Fot. Trans.iNFO

Ten rodzaj logistyki ma się dobrze w kryzysie. Rynek rósł mocniej niż rok wcześniej

Rynek logistyki chłodniczej ma w 2023 r. wzrosnąć o 1,6 proc. w porównaniu do poprzedniego roku - wynika z szacunków analityków z Transport Intelligence. To nieco szybsze tempo wzrostu niż w roku poprzednim.

Ten artykuł przeczytasz w 2 minuty

Według szacunków firmy konsultingowej wartość rynku logistyki chłodniczej w 2022 r. osiągnęła 764,2 mld euro, co stanowiło wzrost o 1,5 proc. w stosunku do 2021 r. kiedy było to 752,8 mld. Mimo spowolnienia gospodarczego prognoza na bieżący rok zakłada szybsze tempo rozwoju. Rynek ma wzrosnąć o 1,6 proc. i osiągnie wartość 776,8 mld euro.

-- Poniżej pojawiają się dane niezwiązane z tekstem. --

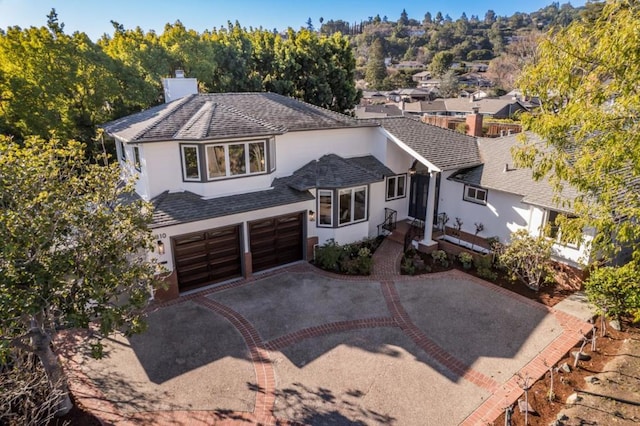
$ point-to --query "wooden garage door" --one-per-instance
(276, 241)
(207, 257)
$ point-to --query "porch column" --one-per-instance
(428, 220)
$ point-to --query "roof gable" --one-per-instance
(498, 172)
(444, 148)
(333, 171)
(225, 115)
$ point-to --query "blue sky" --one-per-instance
(93, 17)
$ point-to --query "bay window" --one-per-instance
(190, 163)
(325, 207)
(351, 206)
(226, 160)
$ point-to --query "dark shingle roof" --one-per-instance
(182, 207)
(445, 149)
(223, 115)
(496, 156)
(332, 171)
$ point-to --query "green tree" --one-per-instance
(528, 259)
(615, 290)
(73, 254)
(449, 85)
(376, 70)
(404, 18)
(54, 81)
(441, 63)
(589, 122)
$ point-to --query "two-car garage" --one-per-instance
(217, 254)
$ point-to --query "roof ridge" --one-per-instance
(343, 117)
(358, 166)
(237, 111)
(179, 103)
(203, 111)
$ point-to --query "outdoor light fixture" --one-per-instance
(412, 169)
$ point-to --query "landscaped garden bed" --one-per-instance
(348, 259)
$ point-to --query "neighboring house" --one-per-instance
(505, 199)
(421, 76)
(372, 97)
(490, 107)
(408, 65)
(244, 182)
(377, 111)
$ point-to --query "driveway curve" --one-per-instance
(299, 345)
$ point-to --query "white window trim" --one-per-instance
(557, 240)
(475, 200)
(184, 163)
(353, 201)
(137, 158)
(395, 187)
(122, 151)
(247, 159)
(272, 155)
(319, 216)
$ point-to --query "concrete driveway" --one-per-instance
(301, 346)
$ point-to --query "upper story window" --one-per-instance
(348, 205)
(136, 158)
(190, 162)
(553, 230)
(226, 160)
(396, 187)
(122, 153)
(325, 207)
(475, 194)
(352, 205)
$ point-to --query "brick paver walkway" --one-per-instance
(386, 271)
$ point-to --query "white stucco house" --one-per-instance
(244, 182)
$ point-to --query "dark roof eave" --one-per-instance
(458, 167)
(202, 140)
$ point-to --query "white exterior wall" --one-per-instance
(162, 167)
(164, 234)
(503, 214)
(571, 254)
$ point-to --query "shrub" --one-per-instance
(528, 258)
(407, 265)
(352, 259)
(484, 268)
(466, 259)
(328, 256)
(615, 290)
(440, 256)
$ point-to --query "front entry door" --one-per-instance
(418, 196)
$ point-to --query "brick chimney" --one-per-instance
(474, 122)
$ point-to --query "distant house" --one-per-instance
(474, 79)
(372, 97)
(421, 76)
(490, 107)
(378, 111)
(408, 65)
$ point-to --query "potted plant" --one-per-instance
(466, 259)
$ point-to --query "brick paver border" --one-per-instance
(386, 271)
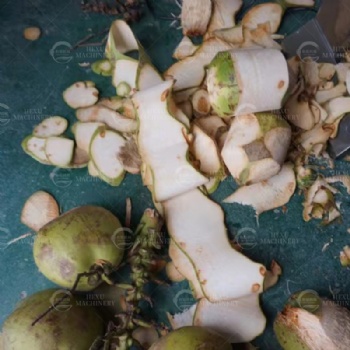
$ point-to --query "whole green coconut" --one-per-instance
(70, 327)
(74, 242)
(192, 338)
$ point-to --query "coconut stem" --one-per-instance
(141, 258)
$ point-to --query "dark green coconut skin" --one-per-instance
(74, 242)
(73, 328)
(192, 338)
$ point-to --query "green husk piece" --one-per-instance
(221, 72)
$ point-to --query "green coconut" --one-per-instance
(68, 327)
(74, 242)
(311, 323)
(192, 338)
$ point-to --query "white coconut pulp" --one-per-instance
(273, 193)
(256, 147)
(239, 320)
(190, 72)
(166, 153)
(39, 209)
(112, 119)
(195, 16)
(104, 149)
(136, 74)
(52, 126)
(59, 150)
(222, 272)
(247, 81)
(81, 94)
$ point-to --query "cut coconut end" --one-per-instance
(239, 321)
(104, 149)
(199, 231)
(124, 76)
(190, 72)
(273, 193)
(327, 95)
(93, 171)
(120, 40)
(52, 126)
(39, 209)
(83, 133)
(59, 151)
(242, 81)
(201, 103)
(205, 150)
(130, 157)
(319, 202)
(35, 147)
(102, 67)
(326, 71)
(184, 266)
(81, 94)
(195, 16)
(224, 12)
(260, 14)
(277, 142)
(183, 319)
(123, 89)
(342, 71)
(256, 147)
(185, 49)
(173, 274)
(162, 144)
(112, 119)
(232, 35)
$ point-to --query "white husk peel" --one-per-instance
(39, 209)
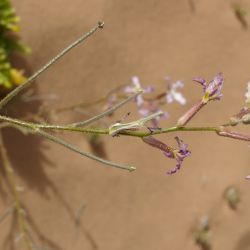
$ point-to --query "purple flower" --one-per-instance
(247, 95)
(136, 86)
(212, 90)
(173, 95)
(179, 154)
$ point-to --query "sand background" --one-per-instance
(143, 210)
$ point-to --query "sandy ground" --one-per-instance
(146, 209)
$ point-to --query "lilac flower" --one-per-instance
(179, 154)
(212, 89)
(248, 93)
(136, 86)
(172, 94)
(150, 108)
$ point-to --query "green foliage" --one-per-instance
(9, 76)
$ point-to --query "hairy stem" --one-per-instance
(18, 207)
(25, 85)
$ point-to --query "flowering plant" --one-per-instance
(150, 110)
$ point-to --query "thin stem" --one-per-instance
(73, 148)
(105, 113)
(137, 133)
(17, 90)
(18, 207)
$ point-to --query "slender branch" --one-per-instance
(105, 113)
(73, 148)
(18, 207)
(25, 85)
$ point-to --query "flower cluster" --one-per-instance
(148, 106)
(212, 91)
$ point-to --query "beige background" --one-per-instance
(143, 210)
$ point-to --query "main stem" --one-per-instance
(35, 126)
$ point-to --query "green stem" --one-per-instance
(25, 85)
(35, 126)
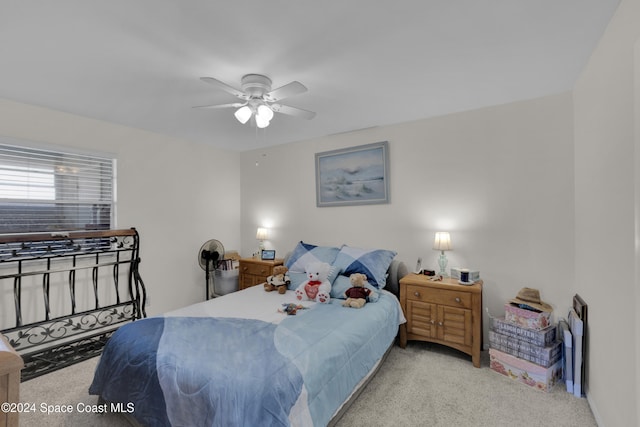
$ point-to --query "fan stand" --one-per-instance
(210, 257)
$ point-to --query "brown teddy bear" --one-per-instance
(358, 292)
(278, 281)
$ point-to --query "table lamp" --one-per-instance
(442, 243)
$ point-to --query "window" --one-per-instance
(45, 190)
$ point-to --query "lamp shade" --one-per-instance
(442, 241)
(262, 234)
(243, 114)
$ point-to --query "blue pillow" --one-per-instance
(297, 278)
(306, 253)
(374, 263)
(342, 283)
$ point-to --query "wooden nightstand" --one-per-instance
(443, 312)
(254, 271)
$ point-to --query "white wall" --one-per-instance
(166, 189)
(499, 179)
(606, 195)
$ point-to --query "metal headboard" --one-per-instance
(54, 341)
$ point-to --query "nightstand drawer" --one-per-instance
(256, 269)
(439, 296)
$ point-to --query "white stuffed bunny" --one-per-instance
(317, 286)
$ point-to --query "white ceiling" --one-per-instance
(138, 62)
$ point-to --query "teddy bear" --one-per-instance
(317, 286)
(278, 281)
(358, 293)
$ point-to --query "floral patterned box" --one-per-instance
(526, 318)
(527, 373)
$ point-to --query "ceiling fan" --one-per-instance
(259, 100)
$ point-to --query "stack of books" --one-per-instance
(524, 347)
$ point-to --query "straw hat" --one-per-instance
(531, 297)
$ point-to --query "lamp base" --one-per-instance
(442, 262)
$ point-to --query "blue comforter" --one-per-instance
(220, 371)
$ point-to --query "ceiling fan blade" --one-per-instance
(293, 111)
(233, 105)
(233, 91)
(290, 89)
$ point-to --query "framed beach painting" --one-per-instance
(353, 176)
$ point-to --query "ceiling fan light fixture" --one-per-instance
(243, 114)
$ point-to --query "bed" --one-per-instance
(240, 360)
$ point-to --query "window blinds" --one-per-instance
(45, 190)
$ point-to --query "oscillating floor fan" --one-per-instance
(209, 257)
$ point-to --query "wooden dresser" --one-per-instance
(253, 271)
(10, 366)
(443, 312)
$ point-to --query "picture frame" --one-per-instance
(353, 176)
(268, 255)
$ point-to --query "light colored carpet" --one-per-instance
(422, 385)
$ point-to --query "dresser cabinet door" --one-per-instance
(454, 325)
(421, 318)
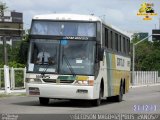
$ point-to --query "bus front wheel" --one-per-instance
(119, 97)
(97, 102)
(43, 101)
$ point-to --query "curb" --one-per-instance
(135, 86)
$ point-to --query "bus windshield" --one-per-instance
(63, 28)
(43, 56)
(77, 57)
(62, 56)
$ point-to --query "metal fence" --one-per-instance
(16, 77)
(145, 78)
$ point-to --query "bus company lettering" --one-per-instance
(42, 76)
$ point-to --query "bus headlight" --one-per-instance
(32, 80)
(83, 80)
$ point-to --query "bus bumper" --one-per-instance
(60, 91)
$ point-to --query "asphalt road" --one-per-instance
(138, 100)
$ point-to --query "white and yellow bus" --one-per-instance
(87, 59)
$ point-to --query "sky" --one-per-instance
(120, 13)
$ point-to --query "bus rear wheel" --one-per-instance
(43, 101)
(97, 102)
(119, 97)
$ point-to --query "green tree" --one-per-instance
(147, 55)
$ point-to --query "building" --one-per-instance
(11, 26)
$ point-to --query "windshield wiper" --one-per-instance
(68, 64)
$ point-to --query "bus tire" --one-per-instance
(43, 101)
(97, 102)
(119, 97)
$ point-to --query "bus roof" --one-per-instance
(74, 17)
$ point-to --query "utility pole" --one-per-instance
(2, 8)
(133, 61)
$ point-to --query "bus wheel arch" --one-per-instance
(97, 102)
(119, 97)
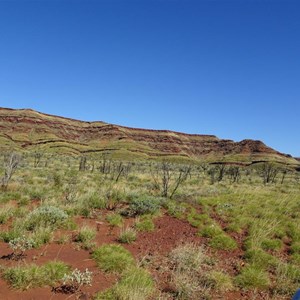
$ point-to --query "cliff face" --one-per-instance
(28, 129)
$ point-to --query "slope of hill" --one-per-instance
(26, 129)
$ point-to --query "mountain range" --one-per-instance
(26, 130)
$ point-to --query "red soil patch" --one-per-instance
(169, 233)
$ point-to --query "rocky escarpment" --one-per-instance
(27, 129)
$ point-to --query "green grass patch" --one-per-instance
(113, 258)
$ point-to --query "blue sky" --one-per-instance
(229, 68)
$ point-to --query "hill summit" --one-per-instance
(26, 129)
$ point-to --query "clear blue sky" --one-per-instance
(229, 68)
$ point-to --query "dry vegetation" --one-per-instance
(107, 229)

Głównym czynnikiem wpływającym na ekspansję logistyki chłodniczej jest trwający już od ponad 20 lat wzrost zarówno produkcji jak i konsumpcji żywności na świecie. Przede wszystkim motorem napędowym tego trendu są rynki wschodzące, w których w ostatnich dekadach setki milionów ludzi wyszło z ubóstwa. Rynek kształtują w dużej mierze Chiny – największy globalny importer żywności. Przykładowo, kraj ten jest największym na świecie producentem wieprzowiny, a mimo to importuje znaczne jej ilości. Wartość importu tego mięsa ze Stanów Zjednoczonych przekroczyła 1 mld dolarów w 2022 r.

W 2021 r. Państwo Środka kupiło z zagranicy ponad 4 mln ton wieprzowiny, podczas gdy jeszcze w 2014 r. było to zaledwie 1 mln ton. Według TI, to właśnie Chiny i pozostałe rynki wschodzące będą odpowiedzialne za wzrost logistyki chłodniczej w kolejnych latach.

Dodatkowo globalizacja i rozwój handlu światowego wpłynął na import żywności i produktów rolnych z odległych krajów, co wymaga przewozu produktów w odpowiednich warunkach. Świadczy to o wspomnianej wcześniej poprawie bytu milionów ludzi, którzy mogą sobie pozwolić na droższe produkty mrożone bądź importowane w chłodniczych temperaturach.